Heiraten für Männer

A wie Auslese

Warum sind Männer und Frauen so wie sie sind? Weil wir uns gegenseitig so ausgesucht haben!


Sie haben Ihre Wahl getroffen: Die eine soll es sein! Keine andere. Nur sie lieben Sie. Nur mit ihr können Sie sich vorstellen, ein Leben lang zusammen zu sein. Sie haben sich das lange und reiflich überlegt, Ihr Herz befragt, eine Entscheidung getroffen und ihr dann einen Antrag gestellt. Und sie hat »Ja« gesagt.

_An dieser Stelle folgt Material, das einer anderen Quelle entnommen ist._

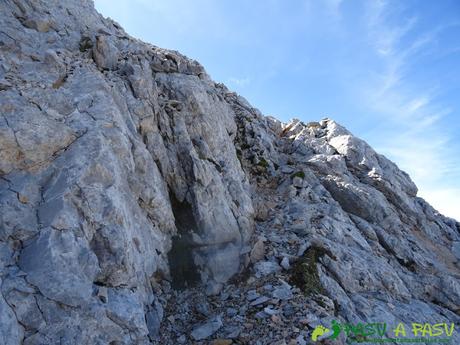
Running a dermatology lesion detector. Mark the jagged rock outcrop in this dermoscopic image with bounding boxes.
[0,0,460,345]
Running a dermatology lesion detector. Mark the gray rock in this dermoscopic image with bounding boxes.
[250,296,270,307]
[190,316,222,340]
[272,286,292,300]
[93,35,118,70]
[0,0,460,345]
[254,261,281,277]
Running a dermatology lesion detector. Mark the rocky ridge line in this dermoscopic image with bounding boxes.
[0,0,460,345]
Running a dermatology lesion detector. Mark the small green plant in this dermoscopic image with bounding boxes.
[291,171,305,179]
[290,247,325,296]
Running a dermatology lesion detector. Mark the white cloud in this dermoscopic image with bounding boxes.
[228,77,251,86]
[361,0,460,219]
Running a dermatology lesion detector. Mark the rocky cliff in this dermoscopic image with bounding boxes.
[0,0,460,345]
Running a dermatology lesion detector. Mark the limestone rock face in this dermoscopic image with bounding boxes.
[0,0,460,345]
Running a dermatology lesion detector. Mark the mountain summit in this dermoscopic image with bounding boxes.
[0,0,460,345]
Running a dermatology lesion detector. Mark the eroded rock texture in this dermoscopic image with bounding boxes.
[0,0,460,345]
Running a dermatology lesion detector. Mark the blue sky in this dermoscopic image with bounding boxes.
[95,0,460,220]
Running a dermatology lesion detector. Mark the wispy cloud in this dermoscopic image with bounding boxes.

Sie glauben, dass es so gelaufen ist? Evolutionsbiologen behaupten: Es war ganz anders. Genau umgekehrt nämlich. Zuerst war da einmal ein gewisses Anfangsinteresse bei Ihrer Braut. Dann hat sie mit kleinen Gesten unterhalb Ihrer Wahrnehmungsschwelle (Haare hinters Ohr streichen, »zufällige« Blickkontakte, etc.) Ihr Unterbewusstsein dazu gebracht, dass Sie sich ihr mal ein bisschen näher vorstellen (sie also ansprechen oder zum Tanz auffordern). Deshalb sind sich alle glücklich verheirateten Männer stets absolut sicher, dass sie es waren, die den ersten Schritt getan haben. Anschließend hat sie durch geschicktes Aufrechterhalten des Knister-Spannungsbogens (nicht zurückrufen, sich rar machen, zwischendurch mit anderen tanzen) die Prüfungsphase so lange ausgedehnt, bis sie sich ihrer Sache sicher war. Und am Ende pflanzte sie – vermutlich mithilfe neurolinguistischer Programmierung – in Ihren Kopf die fixe Idee, ihr einen richtig romantischen Heiratsantrag zu machen. Das erklärt dann auch, warum man so selten von abgelehnten Anträgen hört.

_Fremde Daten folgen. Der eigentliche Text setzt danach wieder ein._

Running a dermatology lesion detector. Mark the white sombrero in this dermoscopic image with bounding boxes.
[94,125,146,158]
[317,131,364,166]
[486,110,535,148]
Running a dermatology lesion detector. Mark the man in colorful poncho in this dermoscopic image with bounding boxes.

Und mehr noch: Indem die Frauen die Wahl treffen, sind sie es auch, die darüber entscheiden, wer von uns seine schönen blauen Augen an die nächste Generation weitergeben darf – und wer eher nicht. Auslese durch Partnerwahl nennen das die Darwinisten.
Oder was glauben Sie, warum wir Männer alle geborene Gentlemen sind, den Frauen geradezu reflexartig alles Schwere aus der Hand nehmen, automatisch jede Tür für sie aufhalten? Weil die Frauen in einem über Jahrtausende gehenden Ausleseprozess nur die von uns haben »weiterkommen« lassen, die genau dieses Verhalten in den Genen trugen. Alle anderen wurden früher oder später aus dem Genpool verabschiedet.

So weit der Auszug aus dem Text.